Há dois anos, um grupo de oito amigas na Bahia, que são mães, criou um grupo de bate-papo pelo celular exclusivamente para falar dos rebentos. De lá para cá, a "turma virtual" cresceu, tomando proporções inesperadas e virou o Clube Mãe Coruja, com mais de 600 associadas e perfis com milhares de seguidores em redes sociais. O clube é dirigido pelas administradoras Larissa Queiroz e Pollyana Serra, além da enfermeira Milena Pinheiro. 

Com o slogan "transformar o mundo com amor é o que nos motiva", elas têm como objetivo valorizar a união das famílias e a educação dos filhos.Larissa Queiroz conta que, inicialmente, eram apenas as oito amigas no grupo, que foram convidando outras, até que atingisse o número máximo permitido pelo aplicativo no celular. "Então, nos demos conta de como aquela ferramenta ajudava tanta gente", afirma. Como já havia uma espécie de lista para entrar, foi criado um grupo fechado no Facebook, que está com mais de 3.700 participantes.

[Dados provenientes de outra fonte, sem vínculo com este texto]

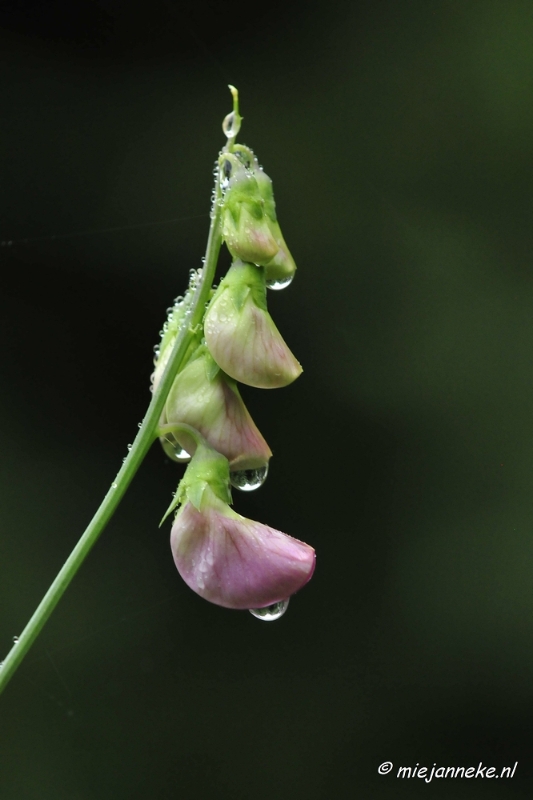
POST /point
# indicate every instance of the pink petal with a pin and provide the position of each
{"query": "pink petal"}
(236, 562)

Elas trocam informações, tiram dúvidas e dão dicas. "A gente fala de qualquer coisa que tenha a ver com maternidade. Indica estabelecimento que está vendendo fralda mais barata, bons médicos, compartilha experiências sobre comportamento infanto-juvenil", enumera Larissa. Ela detalha que os assuntos mais abordados ultimamente são prevenção da H1N1 e alimentação saudável. Além do grupo privado, foi criada uma fan page no Facebook, um site e um perfil no Instagram. No total, são cerca de 20 mil seguidores de vários lugares. 

Os grupos do aplicativo ficaram restritos às associadas, que já são mais de 600. Pagando R$30 por ano, a mãe recebe uma carteira de sócia e, assim, obtém descontos em 40 empresas parceiras, entre elas cursos de idiomas, clínicas, academias, lojas. Larissa ressalta que nenhuma mãe precisa pagar para participar do grupo, apenas pela carteira. Larissa Queiroz é administradora por formação, porém, há quatro anos largou a carreira profissional para se dedicar aos filhos: Maria Luiza, de 5 anos, e João Pedro de 3. "Minha ideia era estar mais perto deles nessa fase em que são muito pequenos e depois voltar a trabalhar. Só que hoje meu trabalho é cuidar do Mãe Coruja", conta. 

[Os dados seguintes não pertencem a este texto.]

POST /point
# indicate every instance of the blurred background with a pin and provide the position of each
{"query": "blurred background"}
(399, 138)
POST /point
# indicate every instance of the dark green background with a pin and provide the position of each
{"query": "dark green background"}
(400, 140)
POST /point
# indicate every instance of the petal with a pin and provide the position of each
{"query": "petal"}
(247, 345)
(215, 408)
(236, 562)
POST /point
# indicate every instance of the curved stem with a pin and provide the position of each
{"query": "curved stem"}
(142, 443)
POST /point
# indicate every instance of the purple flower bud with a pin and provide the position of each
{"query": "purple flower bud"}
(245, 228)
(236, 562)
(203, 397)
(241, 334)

O clube não atua somente no ambiente digital. As integrantes se encontram, no mínimo, uma vez por mês para ações beneficentes, momentos de oração ou de lazer, que unem pais e filhos. "Arrecadamos donativos, como alimentos e brinquedos para instituições; fazemos mutirão de doação de leite materno para o banco de leite, mobilizando as integrantes", cita.